Here, we showed that accessibility of MARß as well as the Eß enhancer is detected only in T cells and not in B cells, implying that the lineage-specific presence of these two cis-elements is critical for V(D)J rearrangement of TCRß gene segments. Moreover, MARß chromatin is modulated differentially during different stages of thymocyte development, but the locus is not accessible in peripheral T cells. Thus, chromatin remodeling at MARß appears to be transient and stage-specific within a specific lymphoid lineage. Since MARß functions as a transcriptional silencer (19), it is possible that MARß along with its associated trans-acting factors might regulate V(D)J recombination through regulation of Eß function. Interestingly, upon overexpression of the MARß binding proteins, SMAR1 and Cux, together, HS1 (MARß) is prominently induced in both T as well as non-T-cells. These results suggest that overexpression of SMAR1 and Cux modulate the chromatin at MARß.

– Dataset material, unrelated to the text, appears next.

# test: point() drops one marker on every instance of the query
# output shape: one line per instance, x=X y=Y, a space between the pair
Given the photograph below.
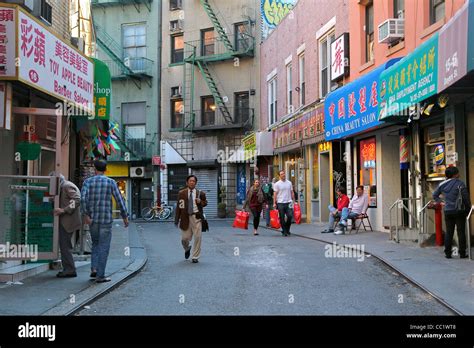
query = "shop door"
x=207 y=182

MARBPs are known to play significant roles in regulating transcription of antigen receptor gene loci through specific binding to their target MAR sequences. Some MARBPs, depending on the context, either function as transcriptional repressors or as activators. MARBPs such as Cux/CDP and SATB1 can function as transcriptional repressors in non-B-cells by interacting with their target MAR sequences flanking the IgH intronic enhancer (34,28). On the other hand, the MARBP Bright acts as a transcriptional activator in B cells (29), and this activation is context-dependent in that it requires an intact IgH enhancer core (30). MARß, which resides at the 5' end of the TCRß enhancer (Eß), is the docking site for three MARBPsSMAR1, Cux and SATB1 (31). SMAR1 is a relatively recently characterized MARBP that was isolated from a murine DP thymocyte expression library using MARß as a probe (31). This screen gave the first clue that Cux was also involved in MARß function, as three of four clones identified were found to be alternatively spliced forms of SMAR1 and the fourth clone encoded the 3' region of Cux (31). Subsequent expression studies (31) established that SMAR1 mRNA and protein accumulated maximally within DP thymocytes, providing a specific time and place for a biologically relevant role for SMAR1 in repression of Eß-mediated V(D)J recombination at the DP stage of thymocyte development. Since two negative regulatory proteins Cux and SATB1 also bind to MARß, we investigated their contribution in the context of SMAR1. Our results show that SMAR1 is a strong repressor of Eß-mediated transcription. These results are consistent with our preliminary observation that transgenic mice expressing SMAR1 exhibit decreased Eß-dependent transcription as well as severe perturbation in V(D)J recombination of commonly used Vßs (R. Kaul-Ghanekar et al., unpublished data). Thus, in addition to the previously identified cell cycle regulatory function for SMAR1 (33), upon binding to MARß at the DP stage of thymocyte differentiation, SMAR1 negatively regulates Eß enhancer function at the TCRß locus.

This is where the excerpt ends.